New club meeting is tonight April 30th!!!!!


----------



## Boatjob1 (Oct 2, 2007)

That's an interesting place to have it.... Good luck, and tight lines. TB


----------



## fisheye48 (Sep 28, 2007)

do i have to use the secret knock/password? 

little helpful hint about your club. DETAILS!!!!! nobody knows where to go, what time, if they can get a membership or anything. if you want this to grow or be anything other that an waste of time and money you need to inform people and not let them guess!:no:


----------



## drifterfisher (Oct 9, 2009)

Where?
Time?
Or is this one of those things where you already know who will be there?


----------



## pirc12 (Apr 15, 2012)

Place: DeFrance Indoor Flea Market
230 Eglin Pkwy SE
Fort Walton Beach Florida

6:30p Tonight we are going to try and have a tournament Sat.
Any Question about club I can be reached at 850-865-1199 Shannon


----------



## pirc12 (Apr 15, 2012)

I know you have looked at and replied to all my posts so you know when and where and why would I be posting a new club if we were'nt looking for new members?


----------



## pirc12 (Apr 15, 2012)

The last message I posted was to Fisheye48!


----------



## fisheye48 (Sep 28, 2007)

pirc12 said:


> The last message I posted was to Fisheye48!


Must be on my computer after I go to bed at night.

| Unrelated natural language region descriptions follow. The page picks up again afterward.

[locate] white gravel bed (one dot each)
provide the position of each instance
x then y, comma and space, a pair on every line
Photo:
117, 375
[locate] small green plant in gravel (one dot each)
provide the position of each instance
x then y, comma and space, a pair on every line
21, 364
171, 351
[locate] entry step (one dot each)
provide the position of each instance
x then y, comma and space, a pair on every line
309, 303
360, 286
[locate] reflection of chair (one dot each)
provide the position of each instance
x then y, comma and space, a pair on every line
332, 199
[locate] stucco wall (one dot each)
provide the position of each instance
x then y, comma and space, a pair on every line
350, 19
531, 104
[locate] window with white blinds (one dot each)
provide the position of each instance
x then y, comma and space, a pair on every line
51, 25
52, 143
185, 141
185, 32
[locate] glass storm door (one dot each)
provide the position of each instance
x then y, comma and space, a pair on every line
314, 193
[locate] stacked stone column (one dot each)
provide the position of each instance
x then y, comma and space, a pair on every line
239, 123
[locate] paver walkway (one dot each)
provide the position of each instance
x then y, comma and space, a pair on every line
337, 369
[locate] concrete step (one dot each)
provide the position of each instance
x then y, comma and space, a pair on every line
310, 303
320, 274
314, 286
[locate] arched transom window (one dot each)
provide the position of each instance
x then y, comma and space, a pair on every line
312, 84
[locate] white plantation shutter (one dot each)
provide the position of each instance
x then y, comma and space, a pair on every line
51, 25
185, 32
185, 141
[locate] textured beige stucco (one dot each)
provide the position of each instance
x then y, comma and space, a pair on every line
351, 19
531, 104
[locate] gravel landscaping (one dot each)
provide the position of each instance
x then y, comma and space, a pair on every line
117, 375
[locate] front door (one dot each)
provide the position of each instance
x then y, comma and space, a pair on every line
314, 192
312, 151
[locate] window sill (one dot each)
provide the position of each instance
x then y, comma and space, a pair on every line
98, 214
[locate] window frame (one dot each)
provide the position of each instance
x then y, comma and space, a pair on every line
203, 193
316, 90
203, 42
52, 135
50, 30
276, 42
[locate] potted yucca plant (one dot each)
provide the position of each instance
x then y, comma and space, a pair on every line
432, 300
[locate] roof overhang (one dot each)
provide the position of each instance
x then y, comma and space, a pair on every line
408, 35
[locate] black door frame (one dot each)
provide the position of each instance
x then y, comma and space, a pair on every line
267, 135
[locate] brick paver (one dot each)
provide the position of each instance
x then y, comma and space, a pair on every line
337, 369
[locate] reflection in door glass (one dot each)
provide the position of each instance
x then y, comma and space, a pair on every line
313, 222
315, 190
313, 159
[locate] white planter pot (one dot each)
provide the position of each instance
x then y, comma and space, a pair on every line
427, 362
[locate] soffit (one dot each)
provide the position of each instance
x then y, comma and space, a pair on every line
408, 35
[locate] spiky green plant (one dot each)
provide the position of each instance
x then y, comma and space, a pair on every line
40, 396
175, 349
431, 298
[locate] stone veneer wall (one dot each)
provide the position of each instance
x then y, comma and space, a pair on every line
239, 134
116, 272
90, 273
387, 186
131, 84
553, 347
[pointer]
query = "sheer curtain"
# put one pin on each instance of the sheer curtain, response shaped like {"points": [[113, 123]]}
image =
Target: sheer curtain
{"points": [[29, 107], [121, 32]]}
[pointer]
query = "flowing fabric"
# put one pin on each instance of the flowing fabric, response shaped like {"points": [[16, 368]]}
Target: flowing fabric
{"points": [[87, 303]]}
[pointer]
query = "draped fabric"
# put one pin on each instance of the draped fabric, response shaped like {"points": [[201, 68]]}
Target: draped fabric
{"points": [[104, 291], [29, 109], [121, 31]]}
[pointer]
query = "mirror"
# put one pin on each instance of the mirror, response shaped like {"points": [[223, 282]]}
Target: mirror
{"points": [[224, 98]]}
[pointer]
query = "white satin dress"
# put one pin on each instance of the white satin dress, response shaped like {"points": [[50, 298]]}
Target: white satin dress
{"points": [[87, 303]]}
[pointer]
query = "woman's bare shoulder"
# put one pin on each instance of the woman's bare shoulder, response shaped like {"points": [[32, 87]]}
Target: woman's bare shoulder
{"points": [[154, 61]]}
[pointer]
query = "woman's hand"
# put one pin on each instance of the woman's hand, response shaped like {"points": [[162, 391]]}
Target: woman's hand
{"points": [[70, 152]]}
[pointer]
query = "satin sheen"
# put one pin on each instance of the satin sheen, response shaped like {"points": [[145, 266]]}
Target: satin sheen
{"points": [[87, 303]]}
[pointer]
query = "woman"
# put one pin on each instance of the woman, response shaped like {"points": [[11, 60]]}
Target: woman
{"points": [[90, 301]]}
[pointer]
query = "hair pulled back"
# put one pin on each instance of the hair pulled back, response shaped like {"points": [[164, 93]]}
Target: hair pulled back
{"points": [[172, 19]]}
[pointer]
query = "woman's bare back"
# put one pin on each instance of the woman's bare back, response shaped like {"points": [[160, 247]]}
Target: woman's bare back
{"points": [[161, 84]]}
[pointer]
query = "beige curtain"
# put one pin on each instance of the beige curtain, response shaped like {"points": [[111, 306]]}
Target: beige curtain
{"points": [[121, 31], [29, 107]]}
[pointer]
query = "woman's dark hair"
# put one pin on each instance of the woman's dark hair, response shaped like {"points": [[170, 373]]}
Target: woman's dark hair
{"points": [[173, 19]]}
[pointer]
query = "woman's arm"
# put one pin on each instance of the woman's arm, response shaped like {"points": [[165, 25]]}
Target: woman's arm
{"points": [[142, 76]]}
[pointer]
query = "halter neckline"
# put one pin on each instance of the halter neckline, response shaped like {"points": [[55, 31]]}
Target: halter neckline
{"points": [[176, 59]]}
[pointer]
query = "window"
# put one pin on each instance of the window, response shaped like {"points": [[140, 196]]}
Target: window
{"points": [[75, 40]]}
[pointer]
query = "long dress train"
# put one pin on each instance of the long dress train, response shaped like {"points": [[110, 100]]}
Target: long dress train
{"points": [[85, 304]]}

I didn't see where you posted a time or place last I saw you had one for MAY 30th not April 30th. Also make sure you keep track of your lies one post you had membership at $40 then another it was $25 so which is it. And people ask questions since this I a forum might be to your benefit to try and anwser them if you want people to come fish for a peice of wood and metal after burning twice what that plaque is worth. Good luck finding members


----------